Lætitia a donc plongé dans les résidus de sa mémoire pour incarner ces 80 personnages. Rien que ça ! On y croise ainsi une actrice éplorée, un réalisateur dépravé, une voyante illuminée, une psy azimutée et un bon nombre de dépressifs… Bref, une collection comme l’Alboum de Zouc. D’ailleurs, en inscrivant, dès son titre, sa filiation avec cette l’humoriste suisse très singulière, Lætitia lui rend un magnifique hommage.
Beaucoup on oublié Zouc, qui, à l’instar de Pierre Desproges – en moins acide et en plus grave – a su rompre avec les règles du stand up : plutôt que de faire jaillir une blague à chaque phrase, elle creuse le sillon d’un humour plus subtil, ponctué par des silences pesants, révélateurs des failles de ses personnages, ne craignant jamais de susciter le malaise.
Portraits sensibles
À vrai dire, on craignait une pâle imitation, mais ce spectacle est très personnel.

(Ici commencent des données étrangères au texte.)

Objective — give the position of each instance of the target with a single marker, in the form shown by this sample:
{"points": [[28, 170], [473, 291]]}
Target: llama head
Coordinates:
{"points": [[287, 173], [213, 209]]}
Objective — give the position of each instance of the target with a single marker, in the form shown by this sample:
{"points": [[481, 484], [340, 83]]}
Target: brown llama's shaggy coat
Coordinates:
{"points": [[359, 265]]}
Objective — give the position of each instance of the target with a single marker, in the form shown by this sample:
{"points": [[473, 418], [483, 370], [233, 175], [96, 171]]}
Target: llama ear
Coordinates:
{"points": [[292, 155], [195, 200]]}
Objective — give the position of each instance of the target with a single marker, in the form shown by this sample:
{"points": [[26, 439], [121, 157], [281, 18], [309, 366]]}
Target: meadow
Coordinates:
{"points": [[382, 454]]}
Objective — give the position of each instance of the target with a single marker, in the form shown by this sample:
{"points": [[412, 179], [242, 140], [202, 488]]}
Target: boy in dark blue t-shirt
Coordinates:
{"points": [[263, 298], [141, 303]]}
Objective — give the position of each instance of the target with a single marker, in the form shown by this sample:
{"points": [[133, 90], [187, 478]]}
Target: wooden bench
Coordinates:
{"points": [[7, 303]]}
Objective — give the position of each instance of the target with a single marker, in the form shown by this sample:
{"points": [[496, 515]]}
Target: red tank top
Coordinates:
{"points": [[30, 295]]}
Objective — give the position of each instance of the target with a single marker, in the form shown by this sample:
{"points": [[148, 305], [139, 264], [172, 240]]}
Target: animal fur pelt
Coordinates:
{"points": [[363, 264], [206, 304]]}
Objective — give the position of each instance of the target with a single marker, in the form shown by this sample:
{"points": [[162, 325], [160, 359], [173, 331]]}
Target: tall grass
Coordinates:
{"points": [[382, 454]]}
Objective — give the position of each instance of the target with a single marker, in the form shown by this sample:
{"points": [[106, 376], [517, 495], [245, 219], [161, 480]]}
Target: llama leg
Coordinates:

Comme sa muse, Lætitia explore le registre tragi-comique et ses portraits, bien que croqués sur le vif, ne manquent pas de profondeur. Les uns jouent, dansent, les autres font l’amour (enfin plutôt « coïtent ») ou agonisent. Tous sont reliés par leurs problèmes : une piqûre de guêpe, des pulsions à assouvir, une directrice de casting peu convaincue, des kystes qui prolifèrent… Si la mesquinerie est souvent le lot commun, chacun crève avant tout de solitude et est vraiment borderline.
Il y est donc question de théâtre et de cinéma, de sexe, de famille, de pouvoir, d’amour ou de mort. Les situations sont évidemment tirées de nos vies de dingues. Car, mine de rien, par petites touches, elle traite de sujets graves : comment la crise se traduit concrètement dans les rapports humains ?
Ici, pas de costumes, ni de décor. Pour seul accessoires : un fauteuil utilisé à bon escient. Cette actrice hors pair ne s’appuie sur aucune béquille, ni artifice. Un peu comme une transformiste, elle a, en revanche, plus d’un tour dans son sac. Elle maîtrise parfaitement sa voix, son corps, la technique de jeu, donc, mais aussi l’énergie. Comme dans une séance d’exorcisme, elle sent véritablement ses personnages, les capte et leur donne vie.
Traversée humaniste sur le fil
Diplômée de la classe libre de l’École Florent et de la Manufacture – Conservatoire national de Suisse Romande, Lætitia a un talent fou. Elle s’est d’abord fait connaître au cinéma. Elle aime travailler sur des formes expérimentales et conduire ses propres projets, notamment une exploration autour du one woman show.
Et pour le coup, son interprétation détone. La métamorphose est permanente. Un geste, une posture, une phrase, une intonation, un tic suffisent. Jouant sur les contrastes, elle peut être désopilante, touchante, voire inquiétante par moment, et même agaçante. Car elle a une prédilection pour les hystériques de tout poil et un don particulier pour incarner les « pétasses ». À ce titre, une des scènes les plus hilarantes est certainement celle des chiens, que l’on associe sans peine à son maître, car comme le dit l’adage « Qui s’assemble se ressemble ».
Son plaisir de jouer est communicatif. Elle a une aisance, une présence, du culot. Toutefois, ce spectacle explore des bribes de vie avec une certaine tendresse. Elle fait corps avec ses personnages. Pour autant, il n’y a aucune complaisance. Équilibre subtil entre la cruauté et l’empathie : elle est « à la recherche d’un rire ambigu, teinté d’affection, ou de peur, ou de dégoût parfois, qui vous pince le cœur », explique-t-elle. On aime vraiment son jeu tout en rupture, sa sincérité et sa liberté de ton.
Enfin, la partition est construite avec finesse. Pour ce kaléïdoscope, Lætitia Dosch et Yuval Rozman ont préféré une forme fragmentaire, explosée, déstructurée, à qui ils ont su donner fluidité, rythme, souffle. Et c’est parfait pour ce seul en scène décidément bluffant.